En Chine, où l'épidémie est apparue fin décembre, les touristes ont déserté depuis de longues semaines.

Plus personne ne prend de selfies devant le portrait géant de Mao Zedong installé sur la porte Tian'anmen à Pékin ou sur le Bund, le célèbre boulevard le long de la rivière Huangpu à Shanghaï.

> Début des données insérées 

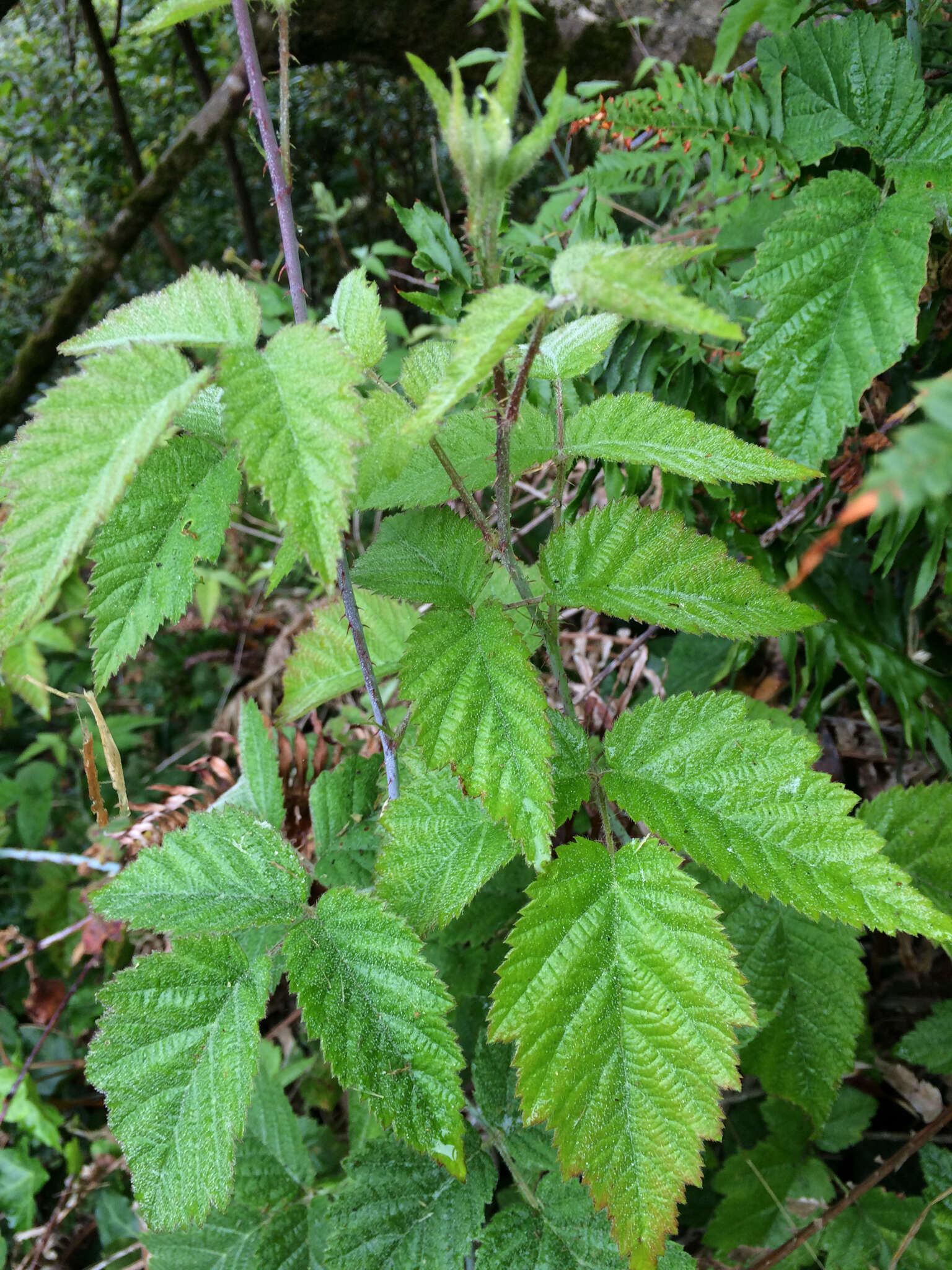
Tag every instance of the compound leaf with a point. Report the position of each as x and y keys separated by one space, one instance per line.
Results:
x=742 y=798
x=630 y=562
x=175 y=1055
x=174 y=513
x=479 y=705
x=368 y=992
x=622 y=996
x=225 y=871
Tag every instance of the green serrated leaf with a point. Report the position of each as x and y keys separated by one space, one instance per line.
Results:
x=631 y=281
x=742 y=798
x=226 y=870
x=622 y=1046
x=296 y=417
x=430 y=557
x=324 y=662
x=635 y=429
x=174 y=513
x=399 y=1212
x=203 y=309
x=630 y=562
x=439 y=848
x=839 y=276
x=479 y=705
x=175 y=1055
x=69 y=466
x=379 y=1009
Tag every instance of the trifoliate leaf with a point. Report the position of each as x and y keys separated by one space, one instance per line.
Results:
x=324 y=662
x=630 y=562
x=343 y=802
x=356 y=313
x=844 y=83
x=742 y=798
x=376 y=1003
x=69 y=466
x=493 y=322
x=224 y=871
x=174 y=513
x=480 y=706
x=175 y=1055
x=808 y=984
x=917 y=825
x=566 y=1233
x=635 y=429
x=631 y=281
x=438 y=848
x=622 y=996
x=839 y=276
x=296 y=418
x=431 y=557
x=203 y=309
x=399 y=1212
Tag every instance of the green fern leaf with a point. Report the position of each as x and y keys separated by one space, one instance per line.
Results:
x=224 y=871
x=399 y=1212
x=174 y=513
x=71 y=463
x=493 y=322
x=296 y=418
x=479 y=705
x=742 y=798
x=371 y=996
x=631 y=281
x=203 y=309
x=324 y=664
x=356 y=313
x=839 y=277
x=844 y=83
x=917 y=825
x=430 y=557
x=439 y=848
x=622 y=1042
x=808 y=984
x=635 y=429
x=630 y=562
x=175 y=1055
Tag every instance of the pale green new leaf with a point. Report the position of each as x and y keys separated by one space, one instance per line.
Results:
x=324 y=662
x=430 y=557
x=630 y=562
x=631 y=281
x=175 y=1055
x=69 y=466
x=843 y=83
x=439 y=846
x=296 y=417
x=224 y=871
x=399 y=1212
x=371 y=996
x=478 y=704
x=839 y=276
x=742 y=798
x=635 y=429
x=174 y=513
x=917 y=825
x=622 y=996
x=203 y=309
x=356 y=313
x=808 y=984
x=493 y=322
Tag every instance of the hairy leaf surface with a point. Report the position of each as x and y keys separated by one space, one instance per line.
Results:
x=742 y=798
x=622 y=996
x=630 y=562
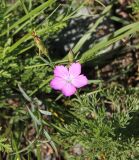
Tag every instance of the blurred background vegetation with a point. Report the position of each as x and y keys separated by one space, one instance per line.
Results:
x=101 y=121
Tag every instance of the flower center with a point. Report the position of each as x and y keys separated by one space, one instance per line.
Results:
x=69 y=78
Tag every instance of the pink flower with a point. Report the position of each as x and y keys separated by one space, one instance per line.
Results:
x=69 y=79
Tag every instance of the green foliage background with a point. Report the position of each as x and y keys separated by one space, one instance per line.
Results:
x=96 y=124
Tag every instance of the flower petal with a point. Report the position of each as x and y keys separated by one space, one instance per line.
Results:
x=57 y=83
x=61 y=71
x=80 y=81
x=68 y=89
x=75 y=69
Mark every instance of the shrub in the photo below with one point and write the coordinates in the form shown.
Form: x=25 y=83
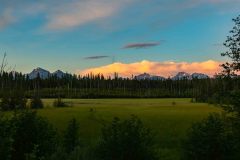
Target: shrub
x=6 y=141
x=33 y=135
x=209 y=139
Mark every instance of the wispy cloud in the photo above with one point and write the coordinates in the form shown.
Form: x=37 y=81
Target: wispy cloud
x=96 y=57
x=165 y=69
x=141 y=45
x=6 y=18
x=82 y=12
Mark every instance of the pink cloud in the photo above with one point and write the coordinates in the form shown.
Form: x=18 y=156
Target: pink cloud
x=165 y=69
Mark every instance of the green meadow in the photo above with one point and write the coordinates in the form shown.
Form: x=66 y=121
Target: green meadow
x=169 y=119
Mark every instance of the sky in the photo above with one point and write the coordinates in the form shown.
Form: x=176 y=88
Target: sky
x=160 y=37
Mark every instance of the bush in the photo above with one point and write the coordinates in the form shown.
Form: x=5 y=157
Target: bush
x=126 y=140
x=6 y=141
x=13 y=100
x=209 y=140
x=36 y=103
x=59 y=103
x=32 y=134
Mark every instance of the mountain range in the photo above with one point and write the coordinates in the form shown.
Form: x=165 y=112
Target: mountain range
x=44 y=74
x=178 y=76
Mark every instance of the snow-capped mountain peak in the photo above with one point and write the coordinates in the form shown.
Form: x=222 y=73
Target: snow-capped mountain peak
x=181 y=75
x=42 y=73
x=199 y=76
x=58 y=74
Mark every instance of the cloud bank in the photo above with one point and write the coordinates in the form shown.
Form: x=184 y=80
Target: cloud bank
x=165 y=69
x=96 y=57
x=141 y=45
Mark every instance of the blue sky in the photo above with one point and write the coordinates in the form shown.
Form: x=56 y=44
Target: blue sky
x=74 y=35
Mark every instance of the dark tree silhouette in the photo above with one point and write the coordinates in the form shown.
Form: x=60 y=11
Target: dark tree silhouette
x=233 y=45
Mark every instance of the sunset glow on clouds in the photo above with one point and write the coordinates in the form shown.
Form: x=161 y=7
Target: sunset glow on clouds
x=165 y=69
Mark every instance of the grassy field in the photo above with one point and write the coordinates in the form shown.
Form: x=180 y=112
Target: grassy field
x=168 y=118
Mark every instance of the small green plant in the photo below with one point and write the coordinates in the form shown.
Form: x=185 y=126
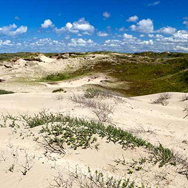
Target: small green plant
x=162 y=99
x=59 y=90
x=91 y=93
x=11 y=168
x=3 y=92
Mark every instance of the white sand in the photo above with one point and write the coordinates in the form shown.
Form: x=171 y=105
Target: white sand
x=152 y=122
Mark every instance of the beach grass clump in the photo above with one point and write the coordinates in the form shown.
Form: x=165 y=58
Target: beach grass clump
x=63 y=131
x=3 y=92
x=58 y=90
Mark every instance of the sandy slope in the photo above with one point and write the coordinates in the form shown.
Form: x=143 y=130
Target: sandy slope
x=19 y=148
x=155 y=123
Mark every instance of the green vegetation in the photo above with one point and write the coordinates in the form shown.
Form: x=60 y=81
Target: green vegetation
x=24 y=55
x=62 y=131
x=139 y=73
x=58 y=90
x=3 y=92
x=60 y=76
x=146 y=73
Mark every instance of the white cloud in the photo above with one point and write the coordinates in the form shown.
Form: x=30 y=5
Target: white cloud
x=79 y=26
x=13 y=30
x=186 y=21
x=181 y=48
x=122 y=29
x=106 y=15
x=83 y=25
x=148 y=42
x=151 y=35
x=47 y=23
x=167 y=30
x=143 y=26
x=129 y=37
x=81 y=43
x=16 y=18
x=102 y=34
x=133 y=19
x=154 y=3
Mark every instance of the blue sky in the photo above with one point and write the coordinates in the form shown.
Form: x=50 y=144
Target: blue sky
x=93 y=25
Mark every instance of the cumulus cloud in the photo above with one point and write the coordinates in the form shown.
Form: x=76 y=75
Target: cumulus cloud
x=12 y=30
x=17 y=18
x=186 y=21
x=106 y=15
x=76 y=27
x=47 y=23
x=154 y=3
x=81 y=43
x=167 y=30
x=181 y=48
x=133 y=19
x=143 y=26
x=102 y=34
x=129 y=37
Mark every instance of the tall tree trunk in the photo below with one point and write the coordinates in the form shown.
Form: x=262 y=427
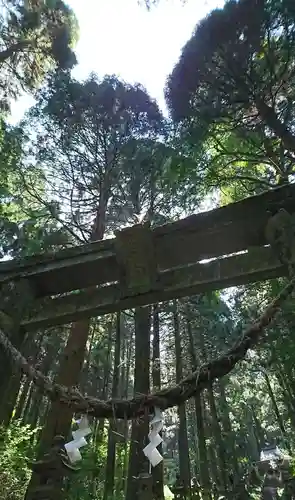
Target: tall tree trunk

Le constat est le même dans les autres pays d'Asie, où le nombre de touristes chinois s'est effondré depuis janvier de 80 à 90%, Pékin ayant interdit les visites de groupes à l'étranger dans le but de tenter de contenir la maladie.

Les temples d'Angkor près de Siem Reap, au Cambodge, visités chaque année par cinq millions de touristes, se sont vidés.

"Je n'ai eu aucun groupe depuis le mois de janvier", se désole Hor Sophea, guide en langue chinoise. "Je ne sais pas combien de temps on pourra continuer comme cela".

Et la situation devrait encore empirer alors que le royaume a annoncé samedi qu'un premier cambodgien, résidant à Siem reap, était infecté par le Covid 19.

Pour tenter de compenser les pertes du secteur du tourisme, le Premier ministre Hun Sen a annoncé des allègements fiscaux pour les hôtels et les maisons d'hôte de la ville.

A Tokyo, le visiteur est quasi-seul quand il déambule dans le temple Senso-ji, qui attire normalement chaque année quelque 30 millions de visiteurs. Et, à Bali, les bateaux de touristes restent à quai.

Quant à l'Australie, elle a fermé ses frontières aux voyageurs qui se seraient rendus dans l'Empire du Milieu, une mesure qui a aussi entraîné une chute drastique du nombre de touristes. Cent-quarante-trois millions de Chinois avaient visité le pays en 2018, y dépensant 12 milliards de dollars.